Why it matters: Yemen has been completely torn apart by the conflict between the Houthi rebel forces and the Saudi-led coalition which supports President Abdrabbuh Mansour Hadi. The U.S. military has been supporting the Saudi coalition since the Obama administraiton. Sanders, Lee, and Murphy argue that Congress did not approve involvement, and therefore the U.S. should not be involved "beyond providing desperately needed humanitarian aid."
What they're doing
- The lawmakers are citing the War Powers Act of 1973, which limits a presidents power to enter into war without Congress' authorization.
- They wrote in a Washington Post op-ed: "It is true that the president may order military operations in limited emergency situations...But the far-off civil war in Yemen, while tragic, is not an emergency."

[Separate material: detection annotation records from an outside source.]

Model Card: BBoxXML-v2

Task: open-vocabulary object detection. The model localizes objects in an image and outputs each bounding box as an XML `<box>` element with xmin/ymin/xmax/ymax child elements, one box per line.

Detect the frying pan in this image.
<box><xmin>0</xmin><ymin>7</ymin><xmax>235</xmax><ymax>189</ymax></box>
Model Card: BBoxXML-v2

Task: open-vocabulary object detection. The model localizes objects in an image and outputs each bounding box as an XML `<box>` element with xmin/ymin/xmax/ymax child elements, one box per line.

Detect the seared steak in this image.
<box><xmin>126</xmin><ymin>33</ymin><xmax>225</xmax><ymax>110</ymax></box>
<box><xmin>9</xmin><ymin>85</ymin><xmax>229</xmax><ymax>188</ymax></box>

- Also in the Post, they say: "Under the 2001 Authorization for the Use of Military Force (AUMF)...any U.S. military action in Yemen must be limited and only directed against groups affiliated with al-Qaeda...Engaging in a war against Yemeni Houthi rebels does not qualify."
- Sen. Sanders said in a press release: "We believe that, as Congress has not declared war or authorized military force in this conflict, the United States involvement in Yemen is unconstitutional and unauthorized, and U.S. military support of the Saudi coalition must end."

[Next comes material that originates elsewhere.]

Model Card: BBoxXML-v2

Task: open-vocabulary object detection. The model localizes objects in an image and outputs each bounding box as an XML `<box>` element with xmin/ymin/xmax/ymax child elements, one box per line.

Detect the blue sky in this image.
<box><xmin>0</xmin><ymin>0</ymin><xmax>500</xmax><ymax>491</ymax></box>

- Former U.S. Ambassador to Yemen, Stephen Seche, told Axios: "The joint resolution introduced today in the Senate reflects deepening Congressional concern over U.S. complicity in the humanitarian disaster unfolding in Yemen as a result of material support being provided by our armed forces to the Saudi-led coalition’s nearly three-year war against the Houthi rebels."
What the Pentagon is doing
- The Huffington Post reported on Wednesday that the DOD's acting general counsel said in a letter: "It has been the longstanding view of the Executive Branch that 'hostilities' refers to 'a situation in which units of U.S. armed forces are actively engaged in exchanges of fire with opposing units of hostile forces.' U.S. personnel providing support to the KSA-led coalition are not engaged in any such exchange of fire."